Liebe Leserin, lieber Leser,
genau das ist es: „Arm in Arm und Hand in Hand!“ Anders geht es nicht in dieser Zeit! Auch, wenn wir gerade fein säuberlich auseinanderdividiert werden sollen. Mindestens 1,50 m!

Am besten noch „Mund halten“, wofür der Mundschutz, mit dem sich viele Menschen inzwischen auf der Straße und beim Einkaufen bewegen, sehr gut als Symbol passt!

 

Den Mund aufzumachen und seiner Meinung deutlich Ausdruck zu verleihen, wie es für mündige Bürger normal sein sollte, wird derzeit gar nicht gern gesehen.

Das hat schon Dr. Wodarg zu spüren bekommen und das ist auch für Bodo Schiffmann eine Mutprobe, wie in einem seiner Videos deutlich zu erkennen war. Aber anders geht es nun mal nicht mehr.    „Zivil-Courage…!“, Sie wissen schon!


In meiner „mittleren Jugend“ als Grundschullehrerin habe ich meine kleinen Schüler immer dazu ermuntert, die Scheu vor „falschen“ Antworten und „falschen“ Gedanken beiseite zu lassen.

„Man kann alles verbessern!“, war und ist einer meiner Leitsätze, den sie auch als Erwachsene sicher nie vergessen haben.

Fehler“ zu machen, gehört dazu. Es sind die Stufen, auf denen man vorankommt. Und zwar nicht nur man selber, sondern alle, die es betrifft und die den „Fehler“ und danach auch die etwas weniger beliebte „Verbesserung“, miterleben.

Es ist so ähnlich wie mit dem „Hinfallen, Krönchen richten und wieder aufstehen

 

Was bin ich froh: Meine „Himmlische Redaktion“ ist auch diesmal mit an Bord!
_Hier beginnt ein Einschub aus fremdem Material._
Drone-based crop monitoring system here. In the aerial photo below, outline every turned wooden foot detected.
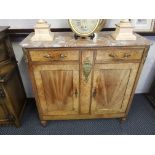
[41,121,47,127]
[120,117,127,123]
Ich habe es daran gemerkt, dass ich den kleinen Einschub, das „Krönchen richten“, eigentlich gar nicht hatte schreiben wollen.

„Krönchen“ hat mit dem „Kron-Chakra“ zu tun, und das wiederum mit der Zirbeldrüse, dem Gehirn und dem Denk Vermögen.


In bewegten Zeiten kann es vorkommen, dass der Stress überhandnimmt und man etwas unvorsichtig wird. Oder eben müde, ein kleines bisschen unaufmerksam, und dann etwas eilige bis vor-eilige Schlüsse zieht. 

(Nein, diese beiden Sätze haben nichts mit mir zu tun. Nicht, dass Sie mich falsch verstehen.)

Sie merken, ich pirsche mich langsam an das Thema an, das ich Ihnen heute Abend nahebringen will.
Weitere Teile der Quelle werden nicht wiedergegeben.